EMLF News

May 10, 2007

Breaking News From Mine Safety and Health News
Reprinted with permission from
Ellen Smith, Owner and Managing Editor,
Mine Safety and Health News
www.MineSafety.com

ICG Cleared In Sago Explosion, MSHA Reports
No wrongdoing by mine operator International Coal Group, Inc., contributed to the deaths of 12 miners in an explosion at Sago Mine in Buckhannon County, W.Va., mine 16 months ago, MSHA investigators have concluded. They reported yesterday that lightning most likely caused the January 2, 2006, blast, which originated in a sealed-off area.

But new safety standards may be needed to protect miners from future explosions due to lightning, according to one 104-page appendix to the MSHA report, prepared by Sandia National Laboratories, which described a novel ignition scenario as probably responsible for the explosion.

An electric cable attached to a pump that was left behind in the sealed area most likely responded like an antenna to the electromagnetic energy of a nearby lightning strike, through a phenomenon called “indirect coupling,” and produced an electric arc that triggered the explosion, the Sandia specialists reported. Previously, explosions due to lightning strikes have been attributed to direct conductors, such as a gas wells, transmitting electrical energy into sealed areas.

With further research, “. . . it is reasonable to expect that mitigation techniques and safety standards could be developed to secure coal mining systems from future lightning threats,” the Sandia scientists, Matthew B. Higgins and Marvin E. Morris, wrote.

The Sandia scientists acknowledged that two recorded cloud-to ground lightning strikes, the focus of much previous attention, were in fact too far from the sealed area for the vertical strokes to cause the assumed arcing on the pump cable. Their conclusion rested on “credible hypothetical scenarios”: either a horizontal branch of a lightning stroke, or an unrecorded lightning stroke closer to the sealed area, such as a ground-to-cloud strike not normally recorded by lightning detection networks. They virtually ruled out direct transmission of electricity from a lightning strike into the interior of the Sago mine through a combination of power lines and mine equipment, a scenario previously suggested.
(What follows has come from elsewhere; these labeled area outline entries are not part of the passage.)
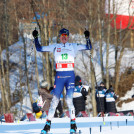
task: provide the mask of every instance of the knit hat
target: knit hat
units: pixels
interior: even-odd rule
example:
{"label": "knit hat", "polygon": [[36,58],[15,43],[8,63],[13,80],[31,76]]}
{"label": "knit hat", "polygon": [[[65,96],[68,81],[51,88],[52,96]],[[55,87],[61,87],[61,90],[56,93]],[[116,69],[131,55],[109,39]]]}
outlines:
{"label": "knit hat", "polygon": [[67,35],[69,36],[69,30],[63,28],[63,29],[61,29],[61,30],[59,31],[59,35],[61,35],[61,34],[67,34]]}
{"label": "knit hat", "polygon": [[40,88],[47,88],[48,87],[48,83],[45,80],[42,80],[40,83]]}
{"label": "knit hat", "polygon": [[79,86],[79,85],[82,85],[82,82],[81,82],[81,77],[77,75],[75,77],[75,86]]}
MSHA admitted that “a roof fall cannot be definitively excluded as an ignition source” but called it “highly unlikely.”

MSHA investigators made three recommendation in a “root cause analysis” of the Sago accident: “Seals should be designed and installed to prevent an explosion from propagating to the opposite side. . . . The atmosphere in existing sealed areas should be monitored and maintained inert when the seals are not capable of resisting the forces of an explosion . . . Insulated cables and conductors should be removed from the area to be sealed prior to seal completion.”

“We . . . are aggressively pursuing regulatory action to require mine operators to take additional steps to protect miners from the dangers of explosions in sealed areas,” MSHA chief Richard E. Stickler said in a news release.

Among other findings, MSHA investigators implicitly defended allowing the use of Omega blocks to construct seals, based on NIOSH research conducted at the Lake Lynn experimental mine for the purposes of the investigation. Use of the light-weight composition blocks in place of conventional concrete block to construct seals had been widely criticized in the wake of both the Sago explosion and the Darby mine explosion four months later.

“The Omega block seal that was constructed in the same manner as the one which successfully passed explosion testing in 2001 [when the agency adopted a requirements of 20 psi for “alternative” seals] can successfully withstand static explosion pressures of at least 50 psi [the current requirement, administratively increased after Sago and Darby],” the investigators reported.

The investigators also reported that seals constructed similarly to those at Sago would withstand a pressure of 21 psi. “Although the . . . seals were not built in accordance with the approved ventilation plan requirements, the forces generated by the explosion would have completely destroyed the seals even if they had been in compliance with the plan,” they wrote.

MSHA said explosion forces hit the Sago seals with over 93 psi. “The 20-psi standard for underground seals that MSHA put in place in 1992 was inadequate to protect miners,” said Stickler. “We already have increased the strength requirements for new alternative seals to 50 psi. . . .”

Federal investigators also drew the conclusion that a more rapid emergency response to the Sago explosion would have been futile.

“. . . [H]ad agency officials and the mine rescue teams arrived earlier, the teams would not have been permitted underground any earlier than actually occurred due to the high levels of toxic gases and the possibility of another explosion,” they wrote.  “Even if the mine rescue teams had been on site and entered the mine immediately . . . . they would have been withdrawn when they encountered the high carbon monoxide levels.”

The federal agency has been criticized for allowing reliance on contract mine rescue teams composed of individuals not employed at the mine.  An initially confused response to the Sago explosion also received much criticism.

MSHA issued 149 citations and orders to ICG subsidiary Wolf Run Mining Co. during the investigation, but none of the alleged violations contributed to the causes, effects or severity of the accident, according to investigators.

An internal review into MSHA’s own activities at the Sago mine prior to the explosion remains pending.